Knowledge about TTV is growing fast, although several fundamental aspects remain unclear. The worldwide prevalence and clinical significance of TTV are being evaluated. A higher frequency of TTV infection was found in patients with idiopathic fulminant hepatitis and with cryptogenic cirrhosis (
36). The cause and effect relationship of TTV infection with liver disease, especially the determinative role on introducing or promoting cirrhosis, remains controversial (
37-
39). This study was enrolled based on limited information exist about the role of TTV infection in pathogenesis of cryptogenic versus determined cirrhosis in liver transplant patients. In this report, TTV infection was found in 18.5% and 26.5% of liver transplanted plasma and tissue samples, respectively. The TTV genomic DNA was found separately in 26.9% vs. 23.5% and 25.9% vs. 11.1% of liver tissue and plasma samples of transplant patients with cryptogenic and determined cirrhosis, respectively. Similarly, in other previous reports, the importance of this viral infection in promoting liver damage was also studied. The TTV infection was found in Japanese patients with cirrhosis, in which the etiologic role of other defined hepatitis viruses was ruled out (
40). Multiple speculations suggested that TTV can induce liver damage. The potential of TTV infection to cause hepatitis was backed-up by the association of TT viremia, with liver enzyme elevation (
41-
43). Although an elevated load of TTV genomic DNA was found in serum and liver tissue of patients with hepatitis, several reports have tracked this viral infection in patients without hepatitis (
8). Earlier studies have revealed TTV infection in children with cryptogenic hepatitis, chronic HBV hepatitis, and also, in children without hepatitis (
44,
45). Variable frequencies of TTV infection that were reported in patients with leukemia have revealed a different spectrum of liver involvement, ranging from minimal elevation of liver enzymes to severe hepatic failure (
8). Two characteristics emphasize on the potential role of TTV in the pathogenesis of liver disease. The first is the observation of the higher load of TTV genome in liver disordered patients, without presence of non–A‒G hepatitis viruses (
11). The second regards the fact that TTV becomes undetectable in viral infected patients, with normalized levels of liver enzymes (
24,
46). Also, this study analyzed the possible associations between different HBV infective markers with TTV infection. The HBV DNA was found in 57.6% vs. 100% and 65% vs. 38.4% of plasma and tissue samples of TTV infected liver transplant patients, with cryptogenic and determined cirrhosis, respectively. Significant associations were found between TTV infection and presence of HBV DNA in plasma samples of liver transplanted patients, with determined cirrhosis. The HBsAg was found in 38.4% vs. 37.5% and 65% vs. 38.4% of plasma and tissue samples of TTV infected liver transplant patients, with cryptogenic and determined cirrhosis, respectively. The TTV infection and HBsAg were significantly correlated in plasma samples of liver transplanted patients, with determined cirrhosis. The HBeAg was also found in 50% vs. 75% and 45% vs. 38.4% of plasma and tissue samples of TTV infected liver transplant patients with cryptogenic and determined cirrhosis, respectively. The HBeAb was detected in 15.3% vs. 50% and none vs. 38.4% of plasma and tissue samples of TTV infected patients, with cryptogenic and determines cirrhosis, respectively. The HBeAb was significantly found in plasma samples of TTV infected liver transplant patients, with cryptogenic cirrhosis.
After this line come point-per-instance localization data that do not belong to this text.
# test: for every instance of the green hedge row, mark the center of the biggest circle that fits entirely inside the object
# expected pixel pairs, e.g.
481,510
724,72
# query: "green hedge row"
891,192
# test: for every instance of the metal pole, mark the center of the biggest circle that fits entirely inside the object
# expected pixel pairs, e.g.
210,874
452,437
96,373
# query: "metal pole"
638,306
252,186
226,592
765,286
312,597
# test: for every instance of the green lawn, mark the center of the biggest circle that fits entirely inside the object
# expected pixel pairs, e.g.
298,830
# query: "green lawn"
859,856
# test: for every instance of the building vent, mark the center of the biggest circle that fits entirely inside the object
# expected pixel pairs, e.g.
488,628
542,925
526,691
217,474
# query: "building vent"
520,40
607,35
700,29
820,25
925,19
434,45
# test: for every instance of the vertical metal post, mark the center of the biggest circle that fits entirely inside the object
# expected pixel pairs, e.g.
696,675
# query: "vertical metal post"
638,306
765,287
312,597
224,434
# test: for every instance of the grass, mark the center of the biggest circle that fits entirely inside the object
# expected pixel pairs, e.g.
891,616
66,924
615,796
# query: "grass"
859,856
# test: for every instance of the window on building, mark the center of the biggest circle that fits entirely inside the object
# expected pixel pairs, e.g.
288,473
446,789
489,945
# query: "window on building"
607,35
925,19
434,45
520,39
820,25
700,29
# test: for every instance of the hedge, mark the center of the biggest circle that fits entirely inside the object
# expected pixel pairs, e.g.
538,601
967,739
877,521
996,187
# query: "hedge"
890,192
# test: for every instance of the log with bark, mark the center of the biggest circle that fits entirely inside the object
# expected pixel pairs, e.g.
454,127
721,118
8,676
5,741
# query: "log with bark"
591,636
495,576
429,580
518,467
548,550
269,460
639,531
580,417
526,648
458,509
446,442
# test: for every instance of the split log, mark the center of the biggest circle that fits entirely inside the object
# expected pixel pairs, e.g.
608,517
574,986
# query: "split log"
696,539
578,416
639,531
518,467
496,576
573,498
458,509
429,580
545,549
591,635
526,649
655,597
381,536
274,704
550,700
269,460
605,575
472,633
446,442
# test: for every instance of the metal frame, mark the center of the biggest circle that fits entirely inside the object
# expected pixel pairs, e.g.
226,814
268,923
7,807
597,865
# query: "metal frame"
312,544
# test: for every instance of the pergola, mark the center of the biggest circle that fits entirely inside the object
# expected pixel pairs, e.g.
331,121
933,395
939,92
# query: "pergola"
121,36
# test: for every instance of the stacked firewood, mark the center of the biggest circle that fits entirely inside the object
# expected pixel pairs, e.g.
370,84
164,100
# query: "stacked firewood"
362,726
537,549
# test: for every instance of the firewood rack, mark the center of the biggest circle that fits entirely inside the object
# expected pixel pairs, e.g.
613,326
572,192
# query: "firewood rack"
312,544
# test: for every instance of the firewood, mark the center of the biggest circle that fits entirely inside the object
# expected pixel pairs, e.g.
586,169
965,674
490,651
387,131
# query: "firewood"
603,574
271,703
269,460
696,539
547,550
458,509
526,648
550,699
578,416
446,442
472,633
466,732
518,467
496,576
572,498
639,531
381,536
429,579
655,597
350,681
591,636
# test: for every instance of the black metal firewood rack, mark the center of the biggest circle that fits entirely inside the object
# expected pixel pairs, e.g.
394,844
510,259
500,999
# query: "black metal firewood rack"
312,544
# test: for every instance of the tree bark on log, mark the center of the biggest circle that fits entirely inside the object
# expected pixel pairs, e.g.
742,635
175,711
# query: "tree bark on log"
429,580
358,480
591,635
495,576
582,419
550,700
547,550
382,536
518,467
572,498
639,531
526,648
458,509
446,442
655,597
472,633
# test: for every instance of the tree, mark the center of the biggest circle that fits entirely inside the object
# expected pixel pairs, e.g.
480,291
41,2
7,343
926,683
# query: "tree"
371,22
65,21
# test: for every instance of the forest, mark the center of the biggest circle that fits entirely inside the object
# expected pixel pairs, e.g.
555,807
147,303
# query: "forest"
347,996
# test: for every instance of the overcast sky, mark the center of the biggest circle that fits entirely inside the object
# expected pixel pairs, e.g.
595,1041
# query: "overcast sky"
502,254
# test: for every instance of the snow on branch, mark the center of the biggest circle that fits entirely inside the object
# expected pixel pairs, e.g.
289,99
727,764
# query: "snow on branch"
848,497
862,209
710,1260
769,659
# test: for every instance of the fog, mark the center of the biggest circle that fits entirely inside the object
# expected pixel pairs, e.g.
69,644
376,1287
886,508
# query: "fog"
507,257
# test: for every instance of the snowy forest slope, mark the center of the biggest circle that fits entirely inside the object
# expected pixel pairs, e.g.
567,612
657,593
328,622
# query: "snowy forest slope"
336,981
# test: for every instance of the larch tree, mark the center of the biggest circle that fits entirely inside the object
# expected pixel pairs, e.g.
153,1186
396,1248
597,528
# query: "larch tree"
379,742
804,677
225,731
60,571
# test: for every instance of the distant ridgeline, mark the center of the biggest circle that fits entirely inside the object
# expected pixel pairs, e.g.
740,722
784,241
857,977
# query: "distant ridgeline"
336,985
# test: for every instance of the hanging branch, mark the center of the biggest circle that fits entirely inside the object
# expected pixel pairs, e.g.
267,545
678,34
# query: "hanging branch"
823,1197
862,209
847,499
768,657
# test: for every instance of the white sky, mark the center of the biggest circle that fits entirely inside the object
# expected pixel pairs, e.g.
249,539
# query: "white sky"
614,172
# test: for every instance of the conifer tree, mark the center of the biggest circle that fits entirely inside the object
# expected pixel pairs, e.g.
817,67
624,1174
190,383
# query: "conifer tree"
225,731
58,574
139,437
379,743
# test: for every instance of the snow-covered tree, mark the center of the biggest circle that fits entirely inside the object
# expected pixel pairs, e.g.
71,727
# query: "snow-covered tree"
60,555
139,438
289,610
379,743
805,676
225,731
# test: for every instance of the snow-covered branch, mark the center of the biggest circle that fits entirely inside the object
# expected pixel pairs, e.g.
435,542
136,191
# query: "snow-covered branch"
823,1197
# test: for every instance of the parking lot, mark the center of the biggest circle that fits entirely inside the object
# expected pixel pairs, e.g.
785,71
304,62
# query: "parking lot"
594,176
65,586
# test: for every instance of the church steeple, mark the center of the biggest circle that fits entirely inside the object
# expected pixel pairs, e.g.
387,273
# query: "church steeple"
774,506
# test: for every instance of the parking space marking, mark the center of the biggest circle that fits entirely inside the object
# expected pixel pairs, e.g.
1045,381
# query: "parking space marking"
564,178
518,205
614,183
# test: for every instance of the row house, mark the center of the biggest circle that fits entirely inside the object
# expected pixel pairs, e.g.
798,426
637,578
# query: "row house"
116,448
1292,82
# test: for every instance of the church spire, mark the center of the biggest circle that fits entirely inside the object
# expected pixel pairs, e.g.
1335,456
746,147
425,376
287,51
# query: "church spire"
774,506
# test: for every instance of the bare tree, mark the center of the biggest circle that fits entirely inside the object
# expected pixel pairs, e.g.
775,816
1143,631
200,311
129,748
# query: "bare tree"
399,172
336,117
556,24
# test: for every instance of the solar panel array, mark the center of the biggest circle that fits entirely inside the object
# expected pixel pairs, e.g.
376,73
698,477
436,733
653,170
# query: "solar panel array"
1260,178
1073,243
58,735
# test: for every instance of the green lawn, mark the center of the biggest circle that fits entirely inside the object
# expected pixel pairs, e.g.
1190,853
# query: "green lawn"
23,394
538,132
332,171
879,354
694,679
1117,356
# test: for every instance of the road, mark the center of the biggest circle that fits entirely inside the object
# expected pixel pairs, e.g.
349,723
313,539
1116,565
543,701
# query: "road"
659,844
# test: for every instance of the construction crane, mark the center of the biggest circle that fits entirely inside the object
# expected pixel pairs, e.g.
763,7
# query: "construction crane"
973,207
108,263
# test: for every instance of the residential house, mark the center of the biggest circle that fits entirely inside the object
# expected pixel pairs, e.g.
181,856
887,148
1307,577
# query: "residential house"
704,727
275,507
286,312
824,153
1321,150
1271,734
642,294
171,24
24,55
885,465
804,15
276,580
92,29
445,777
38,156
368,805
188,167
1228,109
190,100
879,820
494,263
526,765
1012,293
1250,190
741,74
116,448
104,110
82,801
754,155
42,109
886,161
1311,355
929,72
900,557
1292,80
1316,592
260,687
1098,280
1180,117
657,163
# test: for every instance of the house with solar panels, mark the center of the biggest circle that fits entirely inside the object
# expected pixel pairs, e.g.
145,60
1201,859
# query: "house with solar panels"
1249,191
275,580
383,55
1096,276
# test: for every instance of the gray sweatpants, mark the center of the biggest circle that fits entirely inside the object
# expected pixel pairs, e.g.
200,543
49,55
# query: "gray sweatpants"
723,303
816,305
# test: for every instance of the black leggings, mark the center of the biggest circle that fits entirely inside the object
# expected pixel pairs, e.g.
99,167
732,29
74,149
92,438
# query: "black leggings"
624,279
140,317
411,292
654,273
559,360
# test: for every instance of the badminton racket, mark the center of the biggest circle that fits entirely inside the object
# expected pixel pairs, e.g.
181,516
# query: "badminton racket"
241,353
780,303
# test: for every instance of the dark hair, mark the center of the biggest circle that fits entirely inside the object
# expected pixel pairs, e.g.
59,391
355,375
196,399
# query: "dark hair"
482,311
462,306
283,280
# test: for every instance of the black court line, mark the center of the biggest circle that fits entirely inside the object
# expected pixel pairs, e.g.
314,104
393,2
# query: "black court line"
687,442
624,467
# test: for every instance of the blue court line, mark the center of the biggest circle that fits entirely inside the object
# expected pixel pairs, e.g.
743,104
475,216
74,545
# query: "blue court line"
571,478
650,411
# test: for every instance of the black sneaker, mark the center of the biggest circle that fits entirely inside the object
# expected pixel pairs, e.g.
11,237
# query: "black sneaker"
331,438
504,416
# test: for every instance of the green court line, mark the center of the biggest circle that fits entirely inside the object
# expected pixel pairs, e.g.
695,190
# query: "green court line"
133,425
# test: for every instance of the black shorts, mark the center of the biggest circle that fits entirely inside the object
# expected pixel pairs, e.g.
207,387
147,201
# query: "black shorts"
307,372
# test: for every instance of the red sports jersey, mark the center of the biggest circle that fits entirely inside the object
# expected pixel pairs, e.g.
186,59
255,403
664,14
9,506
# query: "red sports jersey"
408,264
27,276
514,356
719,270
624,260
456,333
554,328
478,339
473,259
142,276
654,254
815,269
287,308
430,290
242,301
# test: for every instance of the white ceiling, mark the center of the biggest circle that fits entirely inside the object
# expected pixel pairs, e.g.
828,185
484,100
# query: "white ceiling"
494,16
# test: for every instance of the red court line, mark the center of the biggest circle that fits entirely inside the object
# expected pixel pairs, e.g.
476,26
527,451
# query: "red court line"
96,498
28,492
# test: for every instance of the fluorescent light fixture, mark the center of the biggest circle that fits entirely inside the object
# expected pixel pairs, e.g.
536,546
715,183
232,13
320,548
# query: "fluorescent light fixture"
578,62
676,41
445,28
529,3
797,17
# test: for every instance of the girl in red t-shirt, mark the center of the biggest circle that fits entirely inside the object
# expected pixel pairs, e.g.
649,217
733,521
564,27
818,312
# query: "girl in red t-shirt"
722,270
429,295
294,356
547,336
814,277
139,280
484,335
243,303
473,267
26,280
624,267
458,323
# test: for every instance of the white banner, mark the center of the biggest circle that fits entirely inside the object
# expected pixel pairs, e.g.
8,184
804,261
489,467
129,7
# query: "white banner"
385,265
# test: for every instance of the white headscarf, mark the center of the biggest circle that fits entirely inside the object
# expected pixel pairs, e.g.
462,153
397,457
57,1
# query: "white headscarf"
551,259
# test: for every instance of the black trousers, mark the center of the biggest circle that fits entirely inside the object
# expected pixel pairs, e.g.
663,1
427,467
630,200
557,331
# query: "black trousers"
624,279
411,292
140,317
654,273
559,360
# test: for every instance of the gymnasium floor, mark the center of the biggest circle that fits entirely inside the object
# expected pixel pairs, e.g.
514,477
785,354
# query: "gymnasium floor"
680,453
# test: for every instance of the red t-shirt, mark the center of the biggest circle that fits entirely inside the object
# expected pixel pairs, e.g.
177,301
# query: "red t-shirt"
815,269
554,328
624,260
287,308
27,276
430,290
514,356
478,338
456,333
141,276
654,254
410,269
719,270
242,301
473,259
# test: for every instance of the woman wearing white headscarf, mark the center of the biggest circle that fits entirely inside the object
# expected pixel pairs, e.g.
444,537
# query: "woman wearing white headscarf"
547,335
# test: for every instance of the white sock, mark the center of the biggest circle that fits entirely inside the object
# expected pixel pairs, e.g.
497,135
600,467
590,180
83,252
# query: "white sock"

The HBcAb was detected in 34.6% vs. 87.5% and 5.0% vs. 38.4% of plasma and tissue samples of TTV infected patients, with cryptogenic and determined cirrhosis, respectively. Significant associations were found between TTV infection and HBcAb in plasma and tissue samples of all liver transplanted patients, with cryptogenic and determined cirrhosis. The co-infection of TTV with other important hepatitis viruses was also reported earlier. This co-infectivity was found in different reports, as follows: 73% with Hepatitis C Virus (HCV) and 91% with HBV infections (
47), 53.8% with HCV and 47.3% with HBV infections, respectively (
48). Also 34% and 6% of patients with chronic HBV infection were diagnosed with TTV infection, using two different primers sets (
49). In other earlier reports, the importance of the relationships between co-infectivity of TTV and HCV with increased severity of liver diseases (
50,
51). Moreover, high TTV load is associated with occurrence of hepatocellular carcinoma in HCV infected patients (
39).
The diagnosis of high frequency of solitary TTV infection and, also, significant association of TTV with different infective markers of HBV were confirmed in both liver transplanted patients with cryptogenic and determined cirrhosis. These results suggest the increasing importance of TTV infection in the development of cirrhosis and a particular interest should be given to cryptogenic forms, which should be performed in further studies.